I responsabili della cooperativa, insieme a quelli del Consorzio Aid, erano stati convocati dall'Ispettorato del Lavoro dopo la segnalazione del sindacato, e si era giunti a ridosso di una soluzione, che poi non è arrivata. Gli incontri erano comunque serviti a mettere un punto fermo nella vicenda: i mancati pagamenti di stipendi a favore di operatori impiegati dalla cooperativa e al consorzio ammontavano ad oltre trecentomila euro.

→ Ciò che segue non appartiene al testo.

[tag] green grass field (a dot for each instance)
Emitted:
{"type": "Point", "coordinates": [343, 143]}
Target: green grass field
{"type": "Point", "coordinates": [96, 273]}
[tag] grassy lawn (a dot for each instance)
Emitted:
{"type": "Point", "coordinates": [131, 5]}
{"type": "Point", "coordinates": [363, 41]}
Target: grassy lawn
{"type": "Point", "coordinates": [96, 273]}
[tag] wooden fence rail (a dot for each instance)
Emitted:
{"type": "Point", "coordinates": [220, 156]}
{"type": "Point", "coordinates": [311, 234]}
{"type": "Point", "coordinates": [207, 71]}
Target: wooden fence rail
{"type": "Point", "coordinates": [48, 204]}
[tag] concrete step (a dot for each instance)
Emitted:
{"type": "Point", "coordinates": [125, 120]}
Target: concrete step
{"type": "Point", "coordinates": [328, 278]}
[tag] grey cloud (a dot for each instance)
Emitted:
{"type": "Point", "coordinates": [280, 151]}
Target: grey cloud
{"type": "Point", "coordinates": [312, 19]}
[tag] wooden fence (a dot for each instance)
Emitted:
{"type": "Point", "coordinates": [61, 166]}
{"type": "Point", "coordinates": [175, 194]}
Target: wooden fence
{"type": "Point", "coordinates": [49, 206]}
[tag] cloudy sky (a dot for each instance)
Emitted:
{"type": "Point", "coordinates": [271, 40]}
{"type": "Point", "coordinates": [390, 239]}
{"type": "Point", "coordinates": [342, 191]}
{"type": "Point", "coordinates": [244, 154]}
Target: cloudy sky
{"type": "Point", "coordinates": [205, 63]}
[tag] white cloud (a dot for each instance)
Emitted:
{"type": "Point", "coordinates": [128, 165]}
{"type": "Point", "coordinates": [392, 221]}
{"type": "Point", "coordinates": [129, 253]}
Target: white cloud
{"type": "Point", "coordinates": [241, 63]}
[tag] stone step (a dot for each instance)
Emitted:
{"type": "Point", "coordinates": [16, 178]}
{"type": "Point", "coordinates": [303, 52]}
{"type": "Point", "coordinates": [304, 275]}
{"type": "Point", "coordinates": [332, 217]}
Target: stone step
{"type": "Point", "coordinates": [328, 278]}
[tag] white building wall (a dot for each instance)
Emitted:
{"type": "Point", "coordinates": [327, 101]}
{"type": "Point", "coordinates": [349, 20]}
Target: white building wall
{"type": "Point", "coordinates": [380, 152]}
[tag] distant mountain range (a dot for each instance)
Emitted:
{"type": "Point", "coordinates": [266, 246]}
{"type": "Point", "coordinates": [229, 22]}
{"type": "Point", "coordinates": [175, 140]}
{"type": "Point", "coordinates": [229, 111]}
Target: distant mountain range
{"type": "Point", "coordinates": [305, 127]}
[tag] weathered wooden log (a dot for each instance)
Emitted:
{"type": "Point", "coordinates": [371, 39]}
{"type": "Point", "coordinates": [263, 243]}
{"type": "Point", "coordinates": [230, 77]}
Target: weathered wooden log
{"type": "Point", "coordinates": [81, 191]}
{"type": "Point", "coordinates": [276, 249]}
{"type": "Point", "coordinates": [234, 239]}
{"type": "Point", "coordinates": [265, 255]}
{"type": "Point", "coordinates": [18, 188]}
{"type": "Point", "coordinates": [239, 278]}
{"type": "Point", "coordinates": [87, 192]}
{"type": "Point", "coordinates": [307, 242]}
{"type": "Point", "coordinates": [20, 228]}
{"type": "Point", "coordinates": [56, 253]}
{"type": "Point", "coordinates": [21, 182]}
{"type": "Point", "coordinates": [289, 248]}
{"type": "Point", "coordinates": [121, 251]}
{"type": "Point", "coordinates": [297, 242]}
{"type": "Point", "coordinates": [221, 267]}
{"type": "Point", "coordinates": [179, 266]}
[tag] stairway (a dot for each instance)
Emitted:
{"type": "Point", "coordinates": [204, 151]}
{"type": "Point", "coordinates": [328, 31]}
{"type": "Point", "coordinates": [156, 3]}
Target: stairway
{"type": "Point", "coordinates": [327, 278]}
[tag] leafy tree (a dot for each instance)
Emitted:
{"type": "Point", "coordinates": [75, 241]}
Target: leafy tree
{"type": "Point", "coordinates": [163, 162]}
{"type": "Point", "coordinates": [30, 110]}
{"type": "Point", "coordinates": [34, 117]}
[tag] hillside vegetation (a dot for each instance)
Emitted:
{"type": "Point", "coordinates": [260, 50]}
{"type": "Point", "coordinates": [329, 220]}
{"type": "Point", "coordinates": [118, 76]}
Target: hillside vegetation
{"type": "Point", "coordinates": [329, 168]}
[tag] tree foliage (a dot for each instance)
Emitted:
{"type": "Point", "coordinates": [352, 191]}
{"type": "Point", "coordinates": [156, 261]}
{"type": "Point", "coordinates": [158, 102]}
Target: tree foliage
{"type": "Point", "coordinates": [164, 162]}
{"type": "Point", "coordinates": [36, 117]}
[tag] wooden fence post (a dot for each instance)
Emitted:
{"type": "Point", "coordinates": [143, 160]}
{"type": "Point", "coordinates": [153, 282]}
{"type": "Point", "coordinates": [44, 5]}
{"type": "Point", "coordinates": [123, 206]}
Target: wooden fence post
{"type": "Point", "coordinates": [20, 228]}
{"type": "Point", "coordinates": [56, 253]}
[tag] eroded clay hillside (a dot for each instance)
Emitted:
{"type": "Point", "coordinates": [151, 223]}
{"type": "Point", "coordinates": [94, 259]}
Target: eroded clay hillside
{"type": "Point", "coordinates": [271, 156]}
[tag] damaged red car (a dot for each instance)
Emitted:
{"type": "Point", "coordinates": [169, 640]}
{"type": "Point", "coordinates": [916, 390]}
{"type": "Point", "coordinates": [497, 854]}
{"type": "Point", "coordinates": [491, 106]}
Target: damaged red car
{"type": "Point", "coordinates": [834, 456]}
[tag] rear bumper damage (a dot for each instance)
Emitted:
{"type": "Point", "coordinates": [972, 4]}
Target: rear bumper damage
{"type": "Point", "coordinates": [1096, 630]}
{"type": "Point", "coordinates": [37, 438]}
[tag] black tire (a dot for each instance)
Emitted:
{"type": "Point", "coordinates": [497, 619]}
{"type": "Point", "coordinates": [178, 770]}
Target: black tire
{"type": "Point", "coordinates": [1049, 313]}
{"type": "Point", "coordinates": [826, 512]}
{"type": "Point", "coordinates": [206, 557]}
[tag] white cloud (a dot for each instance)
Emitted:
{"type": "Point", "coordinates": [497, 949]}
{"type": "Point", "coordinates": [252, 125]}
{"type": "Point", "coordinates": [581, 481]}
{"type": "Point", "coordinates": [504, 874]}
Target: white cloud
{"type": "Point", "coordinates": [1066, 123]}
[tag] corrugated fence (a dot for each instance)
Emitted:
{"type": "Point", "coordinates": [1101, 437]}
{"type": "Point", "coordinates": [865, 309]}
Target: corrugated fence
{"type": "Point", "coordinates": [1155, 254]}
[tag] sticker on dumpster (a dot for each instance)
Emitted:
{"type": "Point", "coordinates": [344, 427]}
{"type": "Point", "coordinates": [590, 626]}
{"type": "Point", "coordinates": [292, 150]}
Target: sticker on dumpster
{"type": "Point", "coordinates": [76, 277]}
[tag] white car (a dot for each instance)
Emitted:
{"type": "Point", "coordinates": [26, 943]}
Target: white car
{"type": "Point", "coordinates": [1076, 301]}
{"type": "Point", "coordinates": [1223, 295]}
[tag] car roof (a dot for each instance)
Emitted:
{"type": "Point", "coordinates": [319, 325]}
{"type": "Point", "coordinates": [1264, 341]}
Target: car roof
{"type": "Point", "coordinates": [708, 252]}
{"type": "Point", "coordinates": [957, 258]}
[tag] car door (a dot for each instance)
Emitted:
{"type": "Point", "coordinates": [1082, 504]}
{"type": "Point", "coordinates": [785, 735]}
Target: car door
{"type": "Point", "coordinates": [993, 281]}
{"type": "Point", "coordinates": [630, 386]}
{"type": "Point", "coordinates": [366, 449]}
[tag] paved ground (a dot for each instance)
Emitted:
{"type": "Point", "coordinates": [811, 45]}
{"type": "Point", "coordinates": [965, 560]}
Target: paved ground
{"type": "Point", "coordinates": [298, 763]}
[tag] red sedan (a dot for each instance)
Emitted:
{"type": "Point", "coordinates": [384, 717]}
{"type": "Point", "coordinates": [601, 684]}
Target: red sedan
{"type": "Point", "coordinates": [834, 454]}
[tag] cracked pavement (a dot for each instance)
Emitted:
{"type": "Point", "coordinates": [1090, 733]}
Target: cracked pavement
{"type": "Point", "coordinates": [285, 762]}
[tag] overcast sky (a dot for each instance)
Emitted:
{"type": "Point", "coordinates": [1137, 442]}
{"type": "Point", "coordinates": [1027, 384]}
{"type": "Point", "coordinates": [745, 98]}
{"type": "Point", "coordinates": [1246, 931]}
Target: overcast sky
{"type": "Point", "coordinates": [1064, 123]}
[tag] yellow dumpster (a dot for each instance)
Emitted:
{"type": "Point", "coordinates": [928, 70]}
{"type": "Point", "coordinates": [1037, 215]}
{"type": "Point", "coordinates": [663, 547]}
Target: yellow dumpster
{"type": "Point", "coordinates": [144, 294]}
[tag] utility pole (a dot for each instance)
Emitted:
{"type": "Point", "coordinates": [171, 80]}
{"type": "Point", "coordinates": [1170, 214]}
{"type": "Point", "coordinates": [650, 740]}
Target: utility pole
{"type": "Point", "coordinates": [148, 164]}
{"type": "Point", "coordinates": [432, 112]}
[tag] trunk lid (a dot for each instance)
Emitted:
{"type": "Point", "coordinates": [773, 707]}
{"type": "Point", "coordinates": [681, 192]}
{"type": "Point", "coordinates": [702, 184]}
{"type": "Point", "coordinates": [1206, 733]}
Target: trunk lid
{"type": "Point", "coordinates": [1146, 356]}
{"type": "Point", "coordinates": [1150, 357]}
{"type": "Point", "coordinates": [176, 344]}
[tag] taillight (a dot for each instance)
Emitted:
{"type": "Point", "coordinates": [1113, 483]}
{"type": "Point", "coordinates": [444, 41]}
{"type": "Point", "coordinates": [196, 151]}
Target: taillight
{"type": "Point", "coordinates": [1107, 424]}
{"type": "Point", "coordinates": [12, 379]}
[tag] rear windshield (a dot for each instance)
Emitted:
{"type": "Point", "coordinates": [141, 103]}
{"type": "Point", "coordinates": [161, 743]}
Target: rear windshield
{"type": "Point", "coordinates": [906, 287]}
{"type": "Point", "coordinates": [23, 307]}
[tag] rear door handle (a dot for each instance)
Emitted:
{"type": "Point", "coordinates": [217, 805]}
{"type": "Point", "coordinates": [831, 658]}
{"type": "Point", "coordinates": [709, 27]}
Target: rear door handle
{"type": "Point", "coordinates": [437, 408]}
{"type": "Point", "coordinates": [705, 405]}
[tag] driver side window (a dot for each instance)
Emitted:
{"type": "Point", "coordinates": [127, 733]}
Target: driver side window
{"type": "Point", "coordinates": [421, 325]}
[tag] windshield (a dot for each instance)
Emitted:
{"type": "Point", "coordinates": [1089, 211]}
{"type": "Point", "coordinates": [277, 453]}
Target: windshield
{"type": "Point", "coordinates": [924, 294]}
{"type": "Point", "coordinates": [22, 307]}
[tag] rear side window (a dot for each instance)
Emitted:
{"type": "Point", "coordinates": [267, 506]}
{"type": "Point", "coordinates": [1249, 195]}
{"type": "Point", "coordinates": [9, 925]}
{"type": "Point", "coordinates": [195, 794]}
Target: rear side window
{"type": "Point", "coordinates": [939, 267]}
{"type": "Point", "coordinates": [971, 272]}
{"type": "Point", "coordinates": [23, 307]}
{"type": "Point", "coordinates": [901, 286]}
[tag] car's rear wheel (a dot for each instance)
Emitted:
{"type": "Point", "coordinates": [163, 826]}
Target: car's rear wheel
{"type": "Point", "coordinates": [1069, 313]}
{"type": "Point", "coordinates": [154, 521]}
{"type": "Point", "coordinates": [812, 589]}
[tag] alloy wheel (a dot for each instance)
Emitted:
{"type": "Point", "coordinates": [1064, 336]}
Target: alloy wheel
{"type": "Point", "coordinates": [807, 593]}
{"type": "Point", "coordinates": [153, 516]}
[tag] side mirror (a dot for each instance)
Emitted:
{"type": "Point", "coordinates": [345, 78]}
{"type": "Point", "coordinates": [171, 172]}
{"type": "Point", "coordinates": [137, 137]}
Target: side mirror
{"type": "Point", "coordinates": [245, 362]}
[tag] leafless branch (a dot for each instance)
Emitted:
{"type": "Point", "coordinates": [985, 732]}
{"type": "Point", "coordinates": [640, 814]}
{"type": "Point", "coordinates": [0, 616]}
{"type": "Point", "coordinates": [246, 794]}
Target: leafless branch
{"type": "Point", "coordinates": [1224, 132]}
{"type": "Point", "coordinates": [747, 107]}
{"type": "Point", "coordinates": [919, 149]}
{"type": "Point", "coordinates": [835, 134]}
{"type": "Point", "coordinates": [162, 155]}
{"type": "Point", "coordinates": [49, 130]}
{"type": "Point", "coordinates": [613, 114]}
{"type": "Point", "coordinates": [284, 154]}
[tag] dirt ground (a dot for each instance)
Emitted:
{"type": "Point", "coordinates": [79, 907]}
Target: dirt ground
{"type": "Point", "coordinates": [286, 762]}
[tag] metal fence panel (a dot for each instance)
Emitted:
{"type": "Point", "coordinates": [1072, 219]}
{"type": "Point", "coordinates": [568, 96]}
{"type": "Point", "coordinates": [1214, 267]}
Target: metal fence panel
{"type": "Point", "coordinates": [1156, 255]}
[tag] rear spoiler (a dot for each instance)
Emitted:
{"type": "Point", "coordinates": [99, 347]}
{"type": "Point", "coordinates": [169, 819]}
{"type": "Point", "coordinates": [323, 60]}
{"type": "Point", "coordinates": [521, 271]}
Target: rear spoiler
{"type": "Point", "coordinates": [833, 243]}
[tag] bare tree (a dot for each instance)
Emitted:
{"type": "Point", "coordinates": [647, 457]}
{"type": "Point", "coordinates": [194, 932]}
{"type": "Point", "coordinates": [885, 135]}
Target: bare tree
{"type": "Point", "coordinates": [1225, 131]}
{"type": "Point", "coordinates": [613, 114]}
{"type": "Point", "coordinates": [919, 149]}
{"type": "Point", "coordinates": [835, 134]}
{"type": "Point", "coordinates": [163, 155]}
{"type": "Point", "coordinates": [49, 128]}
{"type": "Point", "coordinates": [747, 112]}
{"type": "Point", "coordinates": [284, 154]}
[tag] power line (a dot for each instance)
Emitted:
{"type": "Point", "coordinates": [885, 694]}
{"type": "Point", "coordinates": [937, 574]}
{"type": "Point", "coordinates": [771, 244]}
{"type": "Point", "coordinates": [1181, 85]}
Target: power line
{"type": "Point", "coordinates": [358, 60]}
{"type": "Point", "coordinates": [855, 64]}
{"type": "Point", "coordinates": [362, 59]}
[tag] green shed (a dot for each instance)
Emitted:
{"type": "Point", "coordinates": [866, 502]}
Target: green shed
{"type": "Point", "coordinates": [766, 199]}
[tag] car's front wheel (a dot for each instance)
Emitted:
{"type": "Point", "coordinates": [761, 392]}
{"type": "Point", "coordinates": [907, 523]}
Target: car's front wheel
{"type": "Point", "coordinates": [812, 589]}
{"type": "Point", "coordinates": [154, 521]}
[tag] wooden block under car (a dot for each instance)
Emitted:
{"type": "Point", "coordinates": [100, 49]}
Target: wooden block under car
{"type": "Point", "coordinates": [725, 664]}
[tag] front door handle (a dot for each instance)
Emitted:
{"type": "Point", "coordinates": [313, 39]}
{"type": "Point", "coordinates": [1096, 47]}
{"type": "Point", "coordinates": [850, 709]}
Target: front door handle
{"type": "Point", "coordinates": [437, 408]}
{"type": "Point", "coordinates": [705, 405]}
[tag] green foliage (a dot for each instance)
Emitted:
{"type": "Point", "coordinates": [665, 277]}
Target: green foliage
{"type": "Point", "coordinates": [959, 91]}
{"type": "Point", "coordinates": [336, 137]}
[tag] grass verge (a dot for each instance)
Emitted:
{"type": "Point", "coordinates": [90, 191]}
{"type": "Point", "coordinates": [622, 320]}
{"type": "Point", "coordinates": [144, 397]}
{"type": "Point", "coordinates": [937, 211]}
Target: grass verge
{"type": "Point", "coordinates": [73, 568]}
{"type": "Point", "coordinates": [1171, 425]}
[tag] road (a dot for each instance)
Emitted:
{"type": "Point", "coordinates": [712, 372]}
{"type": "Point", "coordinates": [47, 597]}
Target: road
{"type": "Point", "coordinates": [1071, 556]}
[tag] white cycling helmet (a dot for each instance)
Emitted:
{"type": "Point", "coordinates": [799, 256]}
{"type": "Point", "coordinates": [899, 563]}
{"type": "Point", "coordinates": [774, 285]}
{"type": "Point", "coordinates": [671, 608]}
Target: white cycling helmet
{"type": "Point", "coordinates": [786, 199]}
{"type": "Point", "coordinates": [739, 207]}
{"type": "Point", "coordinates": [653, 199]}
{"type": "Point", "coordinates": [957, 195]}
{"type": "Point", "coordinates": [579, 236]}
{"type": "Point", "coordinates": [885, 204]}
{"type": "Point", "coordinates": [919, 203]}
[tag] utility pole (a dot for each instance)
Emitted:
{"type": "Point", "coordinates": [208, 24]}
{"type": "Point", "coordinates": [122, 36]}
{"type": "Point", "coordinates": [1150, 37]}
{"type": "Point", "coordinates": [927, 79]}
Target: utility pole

Poi c'era stato il ritrovamento nelle campagne di Sezze di una montagna di documenti che ad un rapido esame erano risultati provenienti da organizzazioni che si occupano di assistenza ai migranti. Fino all'ultimo capitolo, quello dei suggerimenti, documentati da chat e messaggi, a trovare persone compiacenti in grado di presentare fatture alla cooperativa e al consorzio per consentire a questi ultimi di pagare i lavoratori attraverso l'illecito giro di fatture e prestazioni inesistenti.
Finalmente ieri il Procuratore della Repubblica di Latina Giuseppe De Falco ha ufficializzato che sul caso della cooperativa Karibù e del consorzio Aid sono in corso accertamenti da parte degli investigatori della Guardia di Finanza, evidentemente da tempo messi sull'avviso dagli ispettori del lavoro.